- Born: July 2, 1925 Sariwon, Korea, Empire of Japan
- Died: June 28, 2009 (aged 83) Seoul, South Korea
- Occupation: Director
- Years active: 1948–2007
- Awards: Geumgwan Order of Cultural Merit (2009)

Korean name
- Hangul: 유현목
- Hanja: 兪賢穆
- RR: Yu Hyeonmok
- MR: Yu Hyŏnmok

= Yu Hyun-mok =

South Korean film director (1925–2009)

Yu Hyun-mok (July 2, 1925 - June 28, 2009) was a South Korean film director. Born in Sariwon, Korea, Empire of Japan (now in North Korea), he made his film debut in 1956 with Gyocharo (Crossroads). According to the website koreanfilm.org, his 1961 film Obaltan "has repeatedly been voted the best Korean film of all time in local critics' polls." Yu attended the San Francisco International Film Festival in 1963, where Variety called Obaltan a "remarkable film", and praised Yu's "[b]rilliantly detailed camera" and the film's "probing sympathy and rich characterizations."

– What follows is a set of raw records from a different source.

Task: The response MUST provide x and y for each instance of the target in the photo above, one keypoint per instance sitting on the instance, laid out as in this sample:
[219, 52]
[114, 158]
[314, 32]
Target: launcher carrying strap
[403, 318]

His dedication to the intellectual side of film and interest in using film to deal with social and political issues led him to have difficulties both with box-office-oriented producers, and with Korea's military government during the 1960s and 1970s. Korean critics have said his directing style is "in the tradition of the Italian Neorealists," yet "the terms 'modernist' or 'expressionistic' [are] just as applicable to his works."

Besides his directing activities, he has taught film, and made a significant contribution to Korean animation by producing Kim Cheong-gi's 1976 animated film, Robot Taekwon V. A retrospective of Yu's career was held at the 4th Pusan International Film Festival in 1999.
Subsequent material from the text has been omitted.